Hi,
Obviously using remote forensics gives you the ability to remotely acquire data from multiple Hosts and view this in your local location as a share for example.
Options
Now i have looked at a view options for remote acquisation and the one i like is F response tool
https://
Also i know Paraban do a good solution for remote forensics as well but it is double the price.
My question is really does anyone know of any other options? Also a company informed me that they use open source tools for remote acquisition, are there any recommended free tools for this?
We have encase forensic version currently. If you upgraded to encase enterprise version and used the remote acquisition tool within this software, is it any good?
thanks for any help,
David
Full disclosure I work for Guidance Software.
Since you already have EnCase Forensic, you could try the "Direct Network Preview" tool.

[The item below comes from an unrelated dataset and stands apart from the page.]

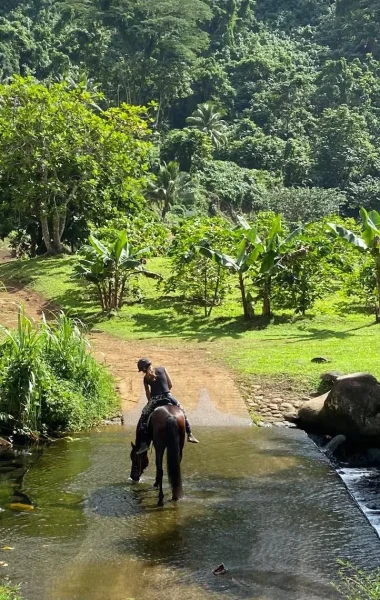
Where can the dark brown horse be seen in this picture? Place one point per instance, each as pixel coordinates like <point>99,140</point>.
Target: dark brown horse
<point>167,425</point>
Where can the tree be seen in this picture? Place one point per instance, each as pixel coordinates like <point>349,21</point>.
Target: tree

You can perform remote forensics, on one endpoint at a time.
I wrote a blog post on this a while back describing on
It allows remote preview, full disk or logical acquisition as well as volatile data capture (running processes, open ports, live ram dump, etc.). Hope this helps.
Regards,
Ken Mizota
Hi,
Thanks for the response.
The problem with the "Direct Network Preview" is although it works well. Don't you have to get the user to install the installer onto their laptop? I can't do that remotely?
If i am investigating someone i can't ask them to install the installer. Maybe i am wrong here?
thanks for your help,
David
Passmark's OSForensics may be worth looking at
http//
David you mentioned EnCase needs to setup an installer but I assume every piece of software needs to be run on the suspects computer.
You need some kind of access/rights to push a servlet. Same problem with f-response or any other piece of software.